Аретино и «Барбарусса» захохотали, а Троянда немедленно преисполнилась к нации, называемой хохлами, самой лютой ненавистью. Экие коварные, предательские, мелкие душонки! Теперь понятно, почему Прокопий не верит никому на свете, если свои же, свои, братья русским по крови, способны предать православного человека за понюшку табаку!
– Ну а что же было потом? Как он выбрался? – живо поинтересовался Аретино.
– Верно, господь за него заступился, не иначе, – пояснил Григорий. – Татарин почти тотчас продал Прокопия купцу, который из самого Багдада вел в Московию свой караван. У него в пути помер толмач, а Прокопий, сами знаете, горазд и по-турецки, и по-персидски, и по-арабски, не говоря уж о европейских языках. Батюшка нас обоих обучал, день и ночь твердил, что купец должен уметь говорить на всяком языке.
– Очень разумно, – пробормотал «Барбарусса», и как ни была напряжена Троянда, она не могла сдержать улыбки, вообразив, что бы сделалось с Луиджи, вздумай Григорий заговорить с ним по-турецки.

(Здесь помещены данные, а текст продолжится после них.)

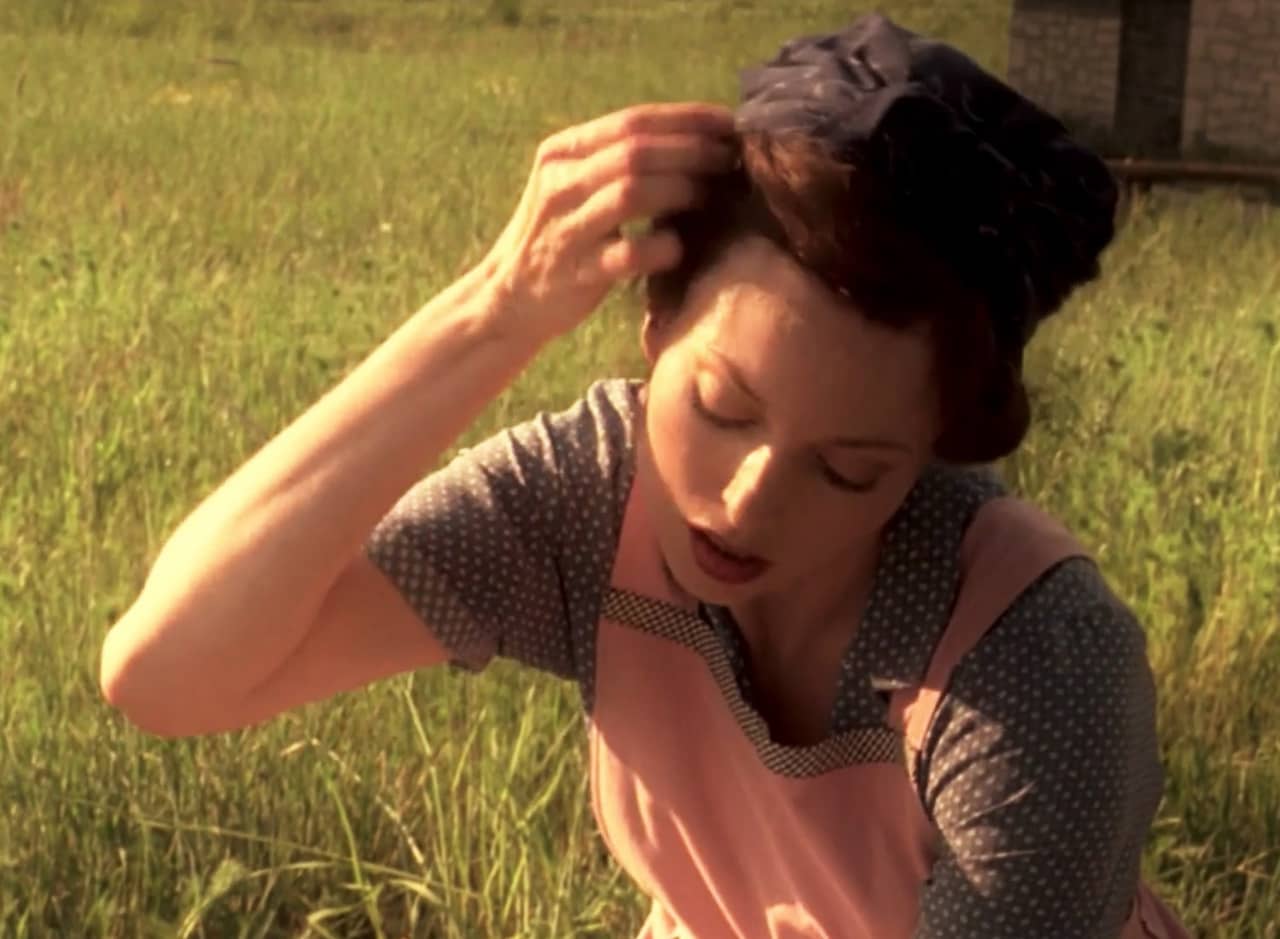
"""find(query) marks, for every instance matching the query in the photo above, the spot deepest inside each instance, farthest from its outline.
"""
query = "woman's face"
(785, 422)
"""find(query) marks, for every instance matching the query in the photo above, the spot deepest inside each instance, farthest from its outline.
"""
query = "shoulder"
(592, 434)
(1061, 678)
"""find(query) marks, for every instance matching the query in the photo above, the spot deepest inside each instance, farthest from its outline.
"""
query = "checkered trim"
(858, 745)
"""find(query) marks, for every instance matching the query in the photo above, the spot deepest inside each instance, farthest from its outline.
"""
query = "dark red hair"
(837, 220)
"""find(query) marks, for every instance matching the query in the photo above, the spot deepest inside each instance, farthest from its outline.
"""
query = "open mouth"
(720, 563)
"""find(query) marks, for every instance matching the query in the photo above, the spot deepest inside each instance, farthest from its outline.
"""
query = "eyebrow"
(851, 441)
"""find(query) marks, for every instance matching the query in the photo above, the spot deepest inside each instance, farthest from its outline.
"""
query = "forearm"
(237, 585)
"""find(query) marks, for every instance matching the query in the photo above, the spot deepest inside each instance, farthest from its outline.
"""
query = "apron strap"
(1008, 546)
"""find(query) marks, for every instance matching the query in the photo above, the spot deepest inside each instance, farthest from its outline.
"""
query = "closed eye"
(740, 424)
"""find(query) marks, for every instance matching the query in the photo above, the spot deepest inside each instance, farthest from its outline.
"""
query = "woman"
(777, 567)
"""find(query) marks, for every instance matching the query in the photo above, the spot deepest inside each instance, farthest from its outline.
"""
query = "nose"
(750, 494)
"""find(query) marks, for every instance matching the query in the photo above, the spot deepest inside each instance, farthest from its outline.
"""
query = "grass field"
(210, 211)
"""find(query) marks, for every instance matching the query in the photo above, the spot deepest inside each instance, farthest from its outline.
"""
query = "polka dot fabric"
(507, 550)
(1040, 770)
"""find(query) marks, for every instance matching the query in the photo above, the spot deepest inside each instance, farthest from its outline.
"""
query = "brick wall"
(1233, 79)
(1153, 40)
(1064, 55)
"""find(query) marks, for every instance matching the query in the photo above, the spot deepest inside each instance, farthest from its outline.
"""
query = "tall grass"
(210, 211)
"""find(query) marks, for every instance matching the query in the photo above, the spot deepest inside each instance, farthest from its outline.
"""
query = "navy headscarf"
(999, 188)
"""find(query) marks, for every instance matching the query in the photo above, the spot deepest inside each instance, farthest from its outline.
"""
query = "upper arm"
(506, 550)
(362, 632)
(1042, 772)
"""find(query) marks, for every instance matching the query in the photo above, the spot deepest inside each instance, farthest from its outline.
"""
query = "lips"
(718, 563)
(727, 548)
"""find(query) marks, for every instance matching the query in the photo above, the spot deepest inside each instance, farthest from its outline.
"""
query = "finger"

Пока выручало присутствие Аретино: как бы из вежливости к хозяину дома, беседа велась на итальянском.
– Словом, купец этот полюбил Прокопия за ум и смекалку, ну а когда тот в Москве свел его с тамошними купцами, знакомцами батюшкиными, и помог товар выгодно пристроить, багдадец из благодарности отпустил его на волю и выкупа не взял. Тут мы с Прокопием собрали денежки и снарядились в путь, ежеминутно бога моля, чтобы отец дожил до нашего возвращения.
– Так вот, о предприятии, – не очень ловко свернул разговор в сторону от опасной темы Аретино. – Выгоднейшее дело! Великий Хайреддин предлагает вам ввозить в Россию черных рабов с африканских побережий!
– Чер-ных?! – переспросил Григорий с выражением величайшей брезгливости в голосе. – Нет уж, благодарю покорно! У нас и своих крепостных довольно; к тому ж это фрукт теплолюбивый, дохни на него наш русский морозец – и перемрет ваша Африка. Однако же, господа хорошие, не пора ли нам поговорить о деле, ради коего собрались?
– Пора, пора, – благодушно, в один голос, отозвались Аретино и «Барбарусса».
«Пора!» – приказала себе Троянда и ворвалась в комнату, восклицая:
– Пьетро! Пьетро! Джилья вернулась!
* * *
Немая сцена… Лица: Аретино – с вытаращенными, «Барбаруссы» с зажмуренными глазами; недоумевающий взгляд Васятки, огненный Григория. Встретившись с ним взором, Троянда забыла обо всем. Ноги против воли несли к нему… и он… что это значит, почему и он вдруг поднялся с кресла и медленно, как бы против воли, двинулся к ней? Еще миг, еще шаг – и…
Визг Аретино отрезвил их, отбросил друг от друга:
– Джилья?! О, гори она в аду! Где она? Троянда, где она сейчас?
– Пошла к себе посмотреть, целы ли ее платья, – с трудом вспомнила Троянда заготовленную ложь. – Но она хочет увидеть тебя как можно скорее. Ей сказали, что ты здесь.
Аретино и «Барбарусса» мгновенно переглянулись, Троянда поджала губы: ее разбирал какой-то судорожный смех. Да, если бы Джилья и впрямь ворвалась сюда, никакой тюрбан и рыжая борода не спасли бы Луиджи от разоблачения!
– Синьоры, – Аретино, с трудом совладав с собою, обернулся к гостям, недоуменно взиравшим на побледневшего хозяина и неустрашимого пирата, который выглядел напуганным, как ребенок, – синьоры, наши переговоры под угрозой срыва. Непредвиденные обстоятельства… я опасаюсь за участь моего высокочтимого друга Хайреддина, а потому прошу вас перейти в потайное помещение, где мы будем в полной безопасности. Следуйте за мной, синьоры!